By LabMedica International staff writers
Posted on 27 May 2026

Relapsed pediatric solid tumors remain challenging to treat, and the benefit from targeted agents can be difficult to anticipate before therapy begins. More...

Clinicians need indicators that predict response and help tailor enrollment in early-phase studies. Reliable biomarkers could reduce exposure to ineffective regimens in children and young adults with limited options. Researchers at the University of Birmingham have identified a potential biomarker for predicting response to a specific cancer treatment in children with Ewing sarcoma and other tumor types.

The Phase I/II treatment arm of the eSMART trial was carried out at the Cancer Research UK Clinical Trials Unit (CRCTU) and published in Clinical Cancer Research. The study identified a high aneuploidy score as a potential indicator of clinical benefit from low-dose irinotecan, a chemotherapy drug commonly used in pediatric cancers, combined with olaparib, a PARP inhibitor used in several adult cancers.

Aneuploidy, a tumor genome change marked by an abnormal number of chromosomes in a cell, was assessed to derive an aneuploidy score for each case. In a retrospective comparison of tumors from patients who did and did not benefit, those with high scores were significantly more likely to respond or achieve durable disease control. By contrast, neither Ewing sarcoma status nor gene alterations linked to faulty DNA repair correlated with treatment benefit.

The treatment arm recruited 70 patients and treated 66 across the UK, France, the Netherlands, and Spain; all had solid tumors. Thirty-six had Ewing sarcoma and 34 had other malignancies, mainly sarcoma and central nervous system tumor types such as osteosarcoma, neuroblastoma, rhabdomyosarcoma, nephroblastoma, medulloblastoma, and choroid plexus carcinoma. At enrollment, patients had relapsed several times, and a cure was not expected.

Twelve patients derived benefit from the regimen, showing partial or complete tumor shrinkage or stable disease for more than six months. This analysis marks the first association between aneuploidy score and response in a pediatric cancer trial, and the high score did not track with any single tumor type. The team noted that a high aneuploidy score could potentially emerge as a biomarker for other DNA repair inhibitor trials in pediatric cancer and expressed hope it might be applicable to adult trials.

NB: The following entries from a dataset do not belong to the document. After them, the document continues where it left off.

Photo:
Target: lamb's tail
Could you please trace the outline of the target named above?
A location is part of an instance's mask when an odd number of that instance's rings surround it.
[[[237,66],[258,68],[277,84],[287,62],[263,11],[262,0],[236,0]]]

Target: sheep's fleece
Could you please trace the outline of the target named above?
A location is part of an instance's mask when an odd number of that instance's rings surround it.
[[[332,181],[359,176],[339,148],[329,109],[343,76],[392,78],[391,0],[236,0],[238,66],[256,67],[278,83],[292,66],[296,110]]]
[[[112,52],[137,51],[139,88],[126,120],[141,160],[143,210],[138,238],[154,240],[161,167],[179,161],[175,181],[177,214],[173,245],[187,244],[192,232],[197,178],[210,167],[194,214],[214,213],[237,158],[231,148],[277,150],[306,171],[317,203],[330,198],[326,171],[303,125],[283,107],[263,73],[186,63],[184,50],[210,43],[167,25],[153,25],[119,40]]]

"These are really exciting data, and we are grateful to all the patients and families who enrolled in this study. While treatment with specific DNA repair inhibitors such as PARP inhibitors is fully established in specific adult cancer types with specific gene alterations as part of standard of care treatment, we have not yet identified such specific cancer groups in pediatric cancer," said Dr. Susanne Gatz, Associate Clinical Professor in Pediatric Oncology in the Department of Cancer and Genomic sciences at the University of Birmingham.

"Having identified a high aneuploidy score as a potential biomarker for benefit to DNA repair inhibitor trials in pediatric cancers could identify such a specific cancer group. More research is needed to see if this finding can be translated to other DNA repair inhibitor trials, and to better understand the link between high aneuploidy score and treatment benefit," added Dr. Gatz.